Sometimes, you change what you are doing, and when people change too much to know whether the program is working. That’s not to say you shouldn’t change because it is needed when you’ve plateaued or your routine has become stale.

But too much program hopping doesn’t allow your body to adapt to your current program because results take time. It’s a fine line.

What You Should Do: My rule is to finish the program and evaluate whether it worked. Then, determine if you lost body fat, tightened your tummy, built bigger muscles, or got stronger. If you haven’t seen any changes in the six weeks since you have been doing the program, it might be acceptable to try a new one.

You Are Not Measuring Progress

How do you know if a program works when you’re not tracking your progress? If you don’t keep track of your sets, reps, weight lifted, or body fat levels during and after your program, you’re guessing and not measuring. Going by what you see in the mirror and the scale shouldn’t be your only sign of progress.

What You Should Do: Record this in a journal or make your own Google sheet to see if you’re progressing from week to week. Invest in a tape measure or a body fat tester and record your results.

You Go It Alone

The adage of the lawyer representing him or herself has a fool for a client. Now, it is great to be self-sufficient and go alone because you have a wealth of information at your fingertips. But if you are stuck, unsure why an exercise hurts. Or if you think you’re doing an exercise wrong, YouTube and Bro’s advice can only take you so far. It may be time to ask for a trained professional help (like me) who has been there before. It is okay to ask for help.

 What You Should Do: Politely ask a trainer or training buddy to watch your form for glitches or advice about what’s got you stuck. If you’re unsure about a lift, ask a professional for help. It will save you from trouble.

You Are Not Training For Strength

No matter what your goals are, all those goals you have are more manageable by being stronger in lifts like

 Squats

Hinges Or Deadlifts

Carries

Presses

Pulls

When you’re stronger or in the process of getting stronger, you’ll have more gas in the tank and the ability to train (and do more fun stuff in general) without burning yourself out. If you’re training for fat loss, strength training will help you retain muscle while in a calorie deficit.

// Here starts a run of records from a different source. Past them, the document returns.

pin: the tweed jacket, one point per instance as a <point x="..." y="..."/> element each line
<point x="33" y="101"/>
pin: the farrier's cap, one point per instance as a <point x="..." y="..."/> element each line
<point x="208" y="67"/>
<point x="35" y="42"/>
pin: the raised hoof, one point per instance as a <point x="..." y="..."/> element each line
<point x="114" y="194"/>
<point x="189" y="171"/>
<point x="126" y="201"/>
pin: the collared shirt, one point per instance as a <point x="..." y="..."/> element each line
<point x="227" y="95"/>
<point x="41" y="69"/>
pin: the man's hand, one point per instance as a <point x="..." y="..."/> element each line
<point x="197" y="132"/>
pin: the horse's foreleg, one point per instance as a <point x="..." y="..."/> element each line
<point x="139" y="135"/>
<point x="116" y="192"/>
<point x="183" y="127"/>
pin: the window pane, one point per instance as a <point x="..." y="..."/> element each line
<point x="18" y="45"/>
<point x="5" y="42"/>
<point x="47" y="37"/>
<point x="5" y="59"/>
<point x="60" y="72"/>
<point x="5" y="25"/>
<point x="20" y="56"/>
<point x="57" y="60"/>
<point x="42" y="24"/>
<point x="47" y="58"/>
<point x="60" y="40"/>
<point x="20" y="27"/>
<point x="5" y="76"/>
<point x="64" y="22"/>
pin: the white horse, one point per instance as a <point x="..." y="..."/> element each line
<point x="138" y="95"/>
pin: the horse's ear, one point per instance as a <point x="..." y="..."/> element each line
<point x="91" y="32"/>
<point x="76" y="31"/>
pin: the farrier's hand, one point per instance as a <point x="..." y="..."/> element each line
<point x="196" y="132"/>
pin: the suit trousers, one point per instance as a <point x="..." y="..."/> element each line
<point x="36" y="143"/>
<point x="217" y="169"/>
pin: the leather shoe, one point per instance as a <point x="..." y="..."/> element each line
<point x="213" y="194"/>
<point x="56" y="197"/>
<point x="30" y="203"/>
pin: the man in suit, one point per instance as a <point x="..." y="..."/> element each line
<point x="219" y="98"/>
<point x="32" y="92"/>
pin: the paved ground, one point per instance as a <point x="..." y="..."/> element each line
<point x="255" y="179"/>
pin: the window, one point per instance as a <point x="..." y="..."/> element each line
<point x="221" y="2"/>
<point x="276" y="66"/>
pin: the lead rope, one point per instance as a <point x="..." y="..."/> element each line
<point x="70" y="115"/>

While there are a bunch of strength standards on the internet, all you really need to worry about is adding weight to the bar or doing more reps with the same weight.

What You Should Do: No matter what resistance training program you’re doing, you must include lifts in the three to six-rep range for four to six weeks.

Wrapping Up

You (and I) all make mistakes, but some mistakes hold back your progress that you don’t realize you’re making. But learning from and limiting them will help you progress safely without ending up on the physical therapist’s table or looking at the scale or mirror in disappointment.